Money Talk: Profit vs. Revenue and Why Cash Flow is King
Look, most people confuse the terms. They hear “revenue,” think it’s profit. They hear “profit,” think it’s cash. And then they wonder why their business feels broke even when the numbers on paper look good.
Let’s fix that.
Revenue: The Money In
Revenue is your top line. It’s the total money your business collects before paying anyone or anything. If you sell 100 T-shirts for ₹500 each, your revenue is ₹50,000. Simple. But that doesn’t mean you keep ₹50K. Far from it.
Expenses: The Money Out
Expenses are everything it costs you to run the machine—rent, salaries, marketing, production, software. Basically, money flowing out. If your shirts cost ₹250 each to make, that’s ₹25,000 gone immediately.
Profit: What’s Left Over
Profit is revenue minus expenses. Using the example: ₹50,000 revenue - ₹25,000 expenses = ₹25,000 profit. Feels good, right? But here’s the catch…

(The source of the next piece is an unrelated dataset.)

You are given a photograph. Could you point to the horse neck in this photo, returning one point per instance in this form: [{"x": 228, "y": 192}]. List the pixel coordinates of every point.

Why Cash Flow Beats Profit
Profit is math. Cash flow is reality.
Profit sits on a spreadsheet. Cash flow is whether there’s actually money in your bank account today.

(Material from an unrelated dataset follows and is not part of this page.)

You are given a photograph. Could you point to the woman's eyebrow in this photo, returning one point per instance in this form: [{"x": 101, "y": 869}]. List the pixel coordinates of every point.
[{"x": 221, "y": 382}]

You can be “profitable” on paper and still go bankrupt because your customers pay 90 days later while your suppliers demand payment in 30 days. The lag kills businesses.
Profit = what you should make.
Cash flow = what you actually have.
And if you’ve ever had employees expecting their salaries tomorrow, you know cash flow isn’t optional—it’s king.
The Real Game
Business success doesn’t come from bragging about revenue (“we did 10 crores last year”) or even profit. It comes from managing your cash like oxygen.
Protect inflows: collect payments faster.
Control outflows: don’t buy dumb stuff.
Always know your runway: how long before the cash runs out.
Cash flow is the scoreboard. Profit and revenue are just stats on the sheet.